Blackwater_Park's avatar

This is only a thing for standard brokerage accounts and not retirement accounts like 401k. I don’t know many people who have standard brokerage accounts on top of their regular retirement accounts. Since you brought it up, yes this is one way wealthy people reduce their tax burden.

JLeslie's avatar

^^Understood. I was not talking about retirement accounts, but it’s good you mentioned it to clarify.

Response moderated
RocketGuy's avatar

On one hand you would be doing the opposite of: buy low, sell high. On the other hand you would be able to offset capital gains with those capital losses. There is also the chance of the stock/mutual fund popping upwards, and you would have lost an opportunity.

zenvelo's avatar

The problem is that it doesn’t really work that way. You can’t sell on December 20 and buy back on January 10 because of the Wash Sale Rule.

The wash-sale rule is an IRS regulation that prohibits investors from using a capital loss for tax-loss harvesting if the identical security, a “substantially identical” security, or an option on such a security has been purchased within 60 days of the sale that generated the capital loss (30 days before and 30 days after the sale).

Blackwater_Park's avatar

It’s only a small window for the wash sale rule.

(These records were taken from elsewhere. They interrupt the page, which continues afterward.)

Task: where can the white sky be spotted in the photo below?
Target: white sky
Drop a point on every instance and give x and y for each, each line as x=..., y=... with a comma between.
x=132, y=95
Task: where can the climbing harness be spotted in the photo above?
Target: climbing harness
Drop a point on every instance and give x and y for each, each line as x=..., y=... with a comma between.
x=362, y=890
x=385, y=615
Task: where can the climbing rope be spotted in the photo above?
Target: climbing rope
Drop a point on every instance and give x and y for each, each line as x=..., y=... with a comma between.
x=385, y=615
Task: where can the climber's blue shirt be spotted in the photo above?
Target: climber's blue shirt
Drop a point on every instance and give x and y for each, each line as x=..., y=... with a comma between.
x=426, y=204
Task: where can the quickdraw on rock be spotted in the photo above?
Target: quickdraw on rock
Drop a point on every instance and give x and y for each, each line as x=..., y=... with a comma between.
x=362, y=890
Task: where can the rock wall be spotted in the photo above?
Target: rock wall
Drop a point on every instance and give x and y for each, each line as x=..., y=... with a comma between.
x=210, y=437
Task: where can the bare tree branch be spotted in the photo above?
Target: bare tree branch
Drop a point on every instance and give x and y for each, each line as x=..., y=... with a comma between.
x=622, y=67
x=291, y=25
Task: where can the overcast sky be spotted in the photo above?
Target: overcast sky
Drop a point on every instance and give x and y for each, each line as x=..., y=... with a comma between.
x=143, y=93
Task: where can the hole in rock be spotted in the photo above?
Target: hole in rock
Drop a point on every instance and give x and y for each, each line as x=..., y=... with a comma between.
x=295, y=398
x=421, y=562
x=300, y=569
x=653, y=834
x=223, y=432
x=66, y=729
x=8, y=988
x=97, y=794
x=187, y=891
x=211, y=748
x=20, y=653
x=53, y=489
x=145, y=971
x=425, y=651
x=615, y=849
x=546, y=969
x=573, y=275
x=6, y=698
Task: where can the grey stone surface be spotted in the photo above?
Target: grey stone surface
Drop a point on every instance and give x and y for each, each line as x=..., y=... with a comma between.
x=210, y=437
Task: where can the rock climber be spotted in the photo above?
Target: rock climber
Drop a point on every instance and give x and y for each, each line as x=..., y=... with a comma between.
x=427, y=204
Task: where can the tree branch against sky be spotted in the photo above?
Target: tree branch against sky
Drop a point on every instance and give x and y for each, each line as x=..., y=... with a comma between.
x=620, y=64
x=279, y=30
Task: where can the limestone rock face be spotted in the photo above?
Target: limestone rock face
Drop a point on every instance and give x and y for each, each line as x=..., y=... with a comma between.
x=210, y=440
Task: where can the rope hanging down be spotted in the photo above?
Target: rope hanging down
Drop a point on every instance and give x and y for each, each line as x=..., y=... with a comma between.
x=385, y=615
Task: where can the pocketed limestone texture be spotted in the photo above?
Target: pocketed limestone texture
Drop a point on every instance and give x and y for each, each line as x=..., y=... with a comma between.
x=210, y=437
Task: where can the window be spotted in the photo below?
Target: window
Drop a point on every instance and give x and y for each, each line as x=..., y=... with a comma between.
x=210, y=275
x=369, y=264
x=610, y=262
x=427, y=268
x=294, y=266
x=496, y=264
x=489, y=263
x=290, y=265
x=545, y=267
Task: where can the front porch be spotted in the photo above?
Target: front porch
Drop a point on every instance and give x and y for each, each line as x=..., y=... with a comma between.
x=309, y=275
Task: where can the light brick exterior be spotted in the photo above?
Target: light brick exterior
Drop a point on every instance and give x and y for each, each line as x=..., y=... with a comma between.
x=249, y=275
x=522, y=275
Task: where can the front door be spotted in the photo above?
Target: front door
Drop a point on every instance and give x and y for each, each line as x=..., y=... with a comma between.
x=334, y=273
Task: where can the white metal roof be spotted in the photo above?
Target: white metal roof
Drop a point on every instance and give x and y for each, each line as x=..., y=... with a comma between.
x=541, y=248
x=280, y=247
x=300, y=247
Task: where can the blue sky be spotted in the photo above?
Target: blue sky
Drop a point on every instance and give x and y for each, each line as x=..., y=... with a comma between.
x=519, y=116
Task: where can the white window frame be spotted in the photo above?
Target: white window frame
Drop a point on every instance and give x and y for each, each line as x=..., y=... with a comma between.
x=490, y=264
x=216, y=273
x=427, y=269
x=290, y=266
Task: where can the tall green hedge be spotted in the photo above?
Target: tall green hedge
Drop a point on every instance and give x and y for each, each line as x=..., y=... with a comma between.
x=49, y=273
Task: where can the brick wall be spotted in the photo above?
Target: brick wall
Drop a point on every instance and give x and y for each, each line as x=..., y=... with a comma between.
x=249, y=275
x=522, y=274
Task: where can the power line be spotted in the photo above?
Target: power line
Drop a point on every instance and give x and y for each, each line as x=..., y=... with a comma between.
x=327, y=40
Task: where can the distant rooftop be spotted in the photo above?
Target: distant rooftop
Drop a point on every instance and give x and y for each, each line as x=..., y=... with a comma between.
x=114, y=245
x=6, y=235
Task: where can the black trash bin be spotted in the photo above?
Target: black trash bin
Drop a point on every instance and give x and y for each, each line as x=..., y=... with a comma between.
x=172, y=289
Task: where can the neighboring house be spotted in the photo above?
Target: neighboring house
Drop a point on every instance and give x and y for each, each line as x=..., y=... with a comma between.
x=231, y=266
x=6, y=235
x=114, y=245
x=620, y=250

Wait 31 days then buy back with impunity. It’s vague so investors can do things like liquidate stocks and buy mutual funds with similar holdings. Tax time is also time for people to clear out all the stinkers in their portfolio that they don’t plan to buy back.

LadyMarissa's avatar

if you’re smart you sell in December. You will most likely sell at the lowest point & lose money. That’s a tax write off. Then approx 31 days later you buy them again assuming the price will still be down some. So you can buy them back at a slightly higher price & hope they go up during the year. If you have a good broker, you can do it several times during the year as well. That way your losses will offset any profits you make during the year!!!

Forever_Free's avatar

I have not nor do I use that as a strategy.

LuckyGuy's avatar

I do it occasionally to offset gains that might push me over a certain threshold.